The US Food and Drug Administration (“FDA” or “agency”) issued a draft guidance for Industry last week, entitled Distributing Scientific and Medical Publications on Risk Information for Approved Prescription Drugs and Biological Products – Recommended Practices.
The guidance represents the agency’s current thinking on recommended practices for drug manufacturers and their representatives to follow if they choose to distribute to healthcare professionals or healthcare entities scientific or medical journal articles that discuss new risk information for approved prescription drugs marketed in the US.
Specifically, the guidance addresses issues specific to the distribution of new information about risks associated with a drug that further characterizes risks identified in the approved labeling.
The guidance does not apply to newly identified risks or new information that indicates that a risk already identified in approved labeling is more serious than currently reflected in that labeling.
In the guidance, the agency explains that companies can pass along new clinical trial findings that make their products appear safer, but the companies must vet and distribute the research properly because, if the new information is unreliable or presented without the appropriate context, it could influence prescribing decisions or patient monitoring in a way that can be harmful to patients.

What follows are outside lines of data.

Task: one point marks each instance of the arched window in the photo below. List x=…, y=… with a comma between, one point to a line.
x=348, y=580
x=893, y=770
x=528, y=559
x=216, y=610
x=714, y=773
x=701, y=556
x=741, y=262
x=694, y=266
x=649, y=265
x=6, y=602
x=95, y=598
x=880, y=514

Additionally, the study design must have a clear hypothesis and an accounting of potential structural bias and must be at least as persuasive as the earlier research that indicated certain risks; should give suitable weight to contrary findings; and should be published in an independent, peer-reviewed journal. When disseminating reprints, companies must include a cover page that clearly and prominently describes the study design, critical findings, significant limitations, the divergence from approved labeling, any financial interests between the drug manufacturer and the study authors, and must indicate that the FDA has not reviewed the study.
The agency also noted its expectation that the approved labeling will accompany the reprints and will not be distributed with promotional materials. The agency also stated its intent that discussion of the reprints will be consistent with these above-stated cover letter requirements. In the guidance, the agency explained that failure to comply with these conditions could render a drug’s labeling false or misleading, which could constitute misbranding and result in harsh penalties.